EDIT: Pio beat me to it

Iammatt, Piob and HM are joining in. Feels just like CE.
post #146 of 454
Quote:
Originally Posted by mm84321 View Post
Celiac disease?




I've never heard anyone make such an argument.

if as globetrotter says grains are 90% of human diet then why isn't everybody in the hopsital for celiac disease?


also when you say a carbohydrate rich diet prevents absorbtion of minerals are you talking of phytates or simply that a people dont eat fruits and vegetables simply because they're eating too much carbohydrates?
post #147 of 454
Quote:
Originally Posted by indesertum View Post
if as globetrotter says grains are 90% of human diet then why isn't everybody in the hopsital for celiac disease?
I think that misdiagnosis, or under-diagnosis, has a lot to do with it.
Quote:
also when you say a carbohydrate rich diet prevents absorbtion of minerals are you talking of phytates or simply that a people dont eat fruits and vegetables simply because they're eating too much carbohydrates?
I'm talking about the competition of cellular-uptake between the vitamin-C molecule and glucose. Both are similar in configuration, and since glucose is greatly favored in the contest, the uptake of vitamin C by cells is inhibited when blood-sugar levels are elevated. In effect, glucose regulates how much vitamin C is taken up by the cells. If we increase blood-sugar levels, the cellular uptake of vitamin C will drop accordingly. Glucose will also impair the reabsorption of vitamin C by the kidney, and so, the higher the blood sugar, the more vitamin C will be lost in the urine. So, determining the level of vitamin C in our cells and tissues really has little to do with how much we are consuming in our diet, but more about the effect the starches and sugars we consume have in flushing it out of our system, while simultaneously inhibiting the use of what vitamin C we do have.
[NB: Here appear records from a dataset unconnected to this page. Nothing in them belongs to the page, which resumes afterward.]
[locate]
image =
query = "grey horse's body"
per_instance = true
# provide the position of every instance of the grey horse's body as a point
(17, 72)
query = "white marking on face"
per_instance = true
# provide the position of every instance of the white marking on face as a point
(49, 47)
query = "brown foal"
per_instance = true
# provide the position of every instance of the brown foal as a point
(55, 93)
It's not the absence of fruits and vegetables that causes the scurvy, but the presence of the refined carbohydrates.
post #148 of 454
Quote:
Originally Posted by JMRouse View Post
This. It's overconsumption and the abundance of cheap food that is the core of the problem. Not carbs.

What do you believe is causing overconsumption in the first place?
post #149 of 454
Quote:
Originally Posted by mm84321 View Post
I think that misdiagnosis, or under-diagnosis, has a lot to do with it.
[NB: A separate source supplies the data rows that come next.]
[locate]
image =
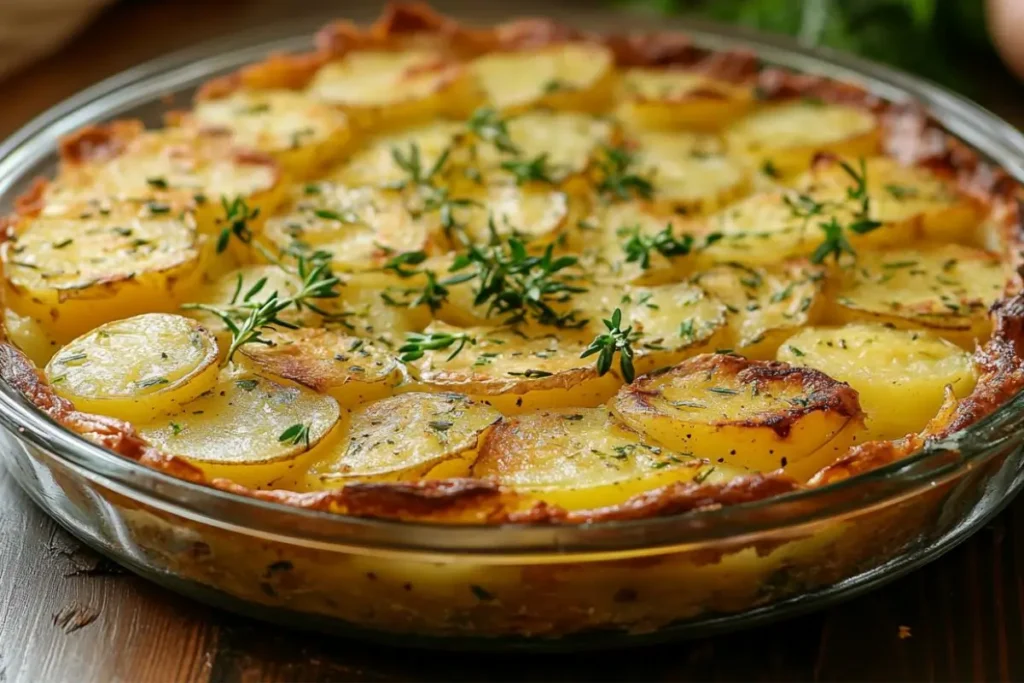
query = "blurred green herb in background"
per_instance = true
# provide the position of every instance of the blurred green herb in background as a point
(938, 39)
I'm talking about the competition of cellular-uptake between the vitamin-C molecule and glucose. Both are similar in configuration, and since glucose is greatly favored in the contest, the uptake of vitamin C by cells is inhibited when blood-sugar levels are elevated. In effect, glucose regulates how much vitamin C is taken up by the cells. If we increase blood-sugar levels, the cellular uptake of vitamin C will drop accordingly. Glucose will also impair the reabsorption of vitamin C by the kidney, and so, the higher the blood sugar, the more vitamin C will be lost in the urine.

So, determining the level of vitamin C in our cells and tissues really has little to do with how much we are consuming in our diet, but more about the effect the starches and sugars we consume have in flushing it out of our system, while simultaneously inhibiting the use of what vitamin C we do have. It's not the absence of fruits and vegetables that causes the scurvy, but the presence of the refined carbohydrates.
That's absolutely preposterous for reasons that have been pointed out. How many people do you know with scurvy?
post #150 of 454
Quote:
Originally Posted by mm84321 View Post
What do you believe is causing overconsumption in the first place?

Food is easier then ever to produce. This has lead to an abundance of cheap food and large portions.

Of course, I am sure you will have some kind of argument linking it to carbs, sugar and insulin levels that you read out of a diet book or on a blog. We need our demons after all.